Without online cell counting, 34 fields of view needed to be acquired from each well to ensure a sufficient cell count was achieved (based on the maximum field count obtained when online cell counting was applied).
This resulted in a plate acquisition time of 80 minutes with the standard-chip camera, compared to an acquistion time of 37 minutes when online cell counting was applied under comparable conditions. As summarized in Table 1, the use of online cell counting significantly decreased the plate acquisition times for the assay.
To maximize the acquisition rate for micronuclei formation assays, a large-chip CCD camera is preferable to the standard-chip size. With a 2,048 x 2,048 pixel array, the large-chip camera acquires a field of view approximately four times that of the standard-chip camera (Table 1 and Figure 1).
Consequently, fewer fields of view are required to obtain the desired cell count. In addition, capture rates with the large-chip camera configuration are significantly more rapid than with the standard-chip camera in place. Both of these factors contribute to an increased speed of acquisition.
This is illustrated using dose-response assays with etoposide and mitomycin C as test compounds, with the online cell-count threshold set to 1,000. The number of fields imaged per well to achieve the threshold ranged from 1 to 34 using the standard-chip CCD cameras and 1 to 16 using the large-chip CCD camera.
Use of the large-chip camera reduced plate acquisition times by ~50% compared to those achieved with the standard-chip camera under comparable conditions (Table 1).
For dose-response assays, percentage maximum cell count and percentage of cells with micronuclei were plotted against drug concentration (Figure 2). Results show that micronuclei count increases with the drug treatment until toxic doses are reached and cells begin to detach from the plate.
Percentage maximum cell count relative to untreated controls can be used as a crude index of cell proliferation (PI), which typically decreases with increasing exposure to genotoxins.
Drug concentration at half maximal proliferation (PI50) was determined to be 127 nM for mitomycin C and 176 nM for etoposide (Table 2). These values are within the 95% confidence intervals of values obtained with the standard-chip camera, and correspond well with those reported in the literature (198 and 216 nM respectively) during validation of an automated micronucleus screening assay using GE Healthcare’s IN Cell Analyzer 1000.
The percentage of the cells presenting with micronuclei at PI50 was also determined for each assay. Table 2 shows that values obtained with the standard- and large-chip camera were comparable to each other as well as to previously reported values.
The automatic online cell-counting facility of the IN Cell Analyzer 2000 enables the minimum number of cells required for statistical relevance to be imaged for each micronucleus assay. With this optional acquisition mode, successive fields of view are acquired until a preset count threshold is achieved.
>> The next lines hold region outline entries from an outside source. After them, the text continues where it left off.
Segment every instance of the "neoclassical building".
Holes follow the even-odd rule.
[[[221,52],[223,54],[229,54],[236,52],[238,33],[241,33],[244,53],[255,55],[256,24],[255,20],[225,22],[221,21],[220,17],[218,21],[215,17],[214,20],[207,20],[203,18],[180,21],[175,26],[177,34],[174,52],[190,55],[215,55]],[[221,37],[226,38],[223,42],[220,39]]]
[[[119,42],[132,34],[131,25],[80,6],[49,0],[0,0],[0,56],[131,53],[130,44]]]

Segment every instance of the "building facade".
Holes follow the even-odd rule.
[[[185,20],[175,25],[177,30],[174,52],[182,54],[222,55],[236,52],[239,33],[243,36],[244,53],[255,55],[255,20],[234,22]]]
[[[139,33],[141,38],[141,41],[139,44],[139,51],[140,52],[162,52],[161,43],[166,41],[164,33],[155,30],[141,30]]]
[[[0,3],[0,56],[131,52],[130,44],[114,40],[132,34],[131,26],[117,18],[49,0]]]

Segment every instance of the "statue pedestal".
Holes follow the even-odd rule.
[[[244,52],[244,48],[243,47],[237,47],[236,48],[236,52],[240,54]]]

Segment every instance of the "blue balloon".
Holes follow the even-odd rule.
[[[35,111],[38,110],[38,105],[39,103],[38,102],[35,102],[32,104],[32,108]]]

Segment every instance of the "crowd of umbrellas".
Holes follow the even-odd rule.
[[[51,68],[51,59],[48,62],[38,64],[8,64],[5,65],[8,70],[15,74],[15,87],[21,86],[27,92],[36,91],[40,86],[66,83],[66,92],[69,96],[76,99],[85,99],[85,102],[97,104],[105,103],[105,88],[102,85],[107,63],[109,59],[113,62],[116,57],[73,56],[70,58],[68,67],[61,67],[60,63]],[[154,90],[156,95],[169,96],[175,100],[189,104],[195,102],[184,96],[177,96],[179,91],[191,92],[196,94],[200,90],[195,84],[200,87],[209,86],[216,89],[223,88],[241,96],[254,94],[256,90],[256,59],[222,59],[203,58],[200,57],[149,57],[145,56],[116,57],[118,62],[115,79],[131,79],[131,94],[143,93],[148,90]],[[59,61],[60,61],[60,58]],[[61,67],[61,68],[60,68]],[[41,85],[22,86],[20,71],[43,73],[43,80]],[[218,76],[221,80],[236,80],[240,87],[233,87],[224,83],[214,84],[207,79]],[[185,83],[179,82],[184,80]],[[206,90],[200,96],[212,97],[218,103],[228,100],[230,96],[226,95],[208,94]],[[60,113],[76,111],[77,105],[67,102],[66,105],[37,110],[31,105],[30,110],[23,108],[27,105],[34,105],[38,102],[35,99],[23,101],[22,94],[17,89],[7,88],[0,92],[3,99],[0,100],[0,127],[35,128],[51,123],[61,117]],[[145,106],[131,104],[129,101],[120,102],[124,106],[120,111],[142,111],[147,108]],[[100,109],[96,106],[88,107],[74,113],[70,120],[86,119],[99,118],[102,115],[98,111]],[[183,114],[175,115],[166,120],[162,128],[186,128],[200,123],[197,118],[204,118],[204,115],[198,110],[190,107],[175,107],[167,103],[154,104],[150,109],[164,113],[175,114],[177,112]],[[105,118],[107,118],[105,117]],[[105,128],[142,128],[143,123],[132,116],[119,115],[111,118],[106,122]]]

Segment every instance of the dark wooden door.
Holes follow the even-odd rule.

For micronucleus assays, online cell counting ensures that the minimum cell count is reliably achieved even when test compound toxicity results in a cell-count decrease. Online cell counting has the additional advantage of reducing plate read times and the data-storage burden, since no excess images are acquired once the desired number of cells has been imaged. Furthermore, use of the large-chip camera option enables even faster results, with plate read times reduced by as much as 50%.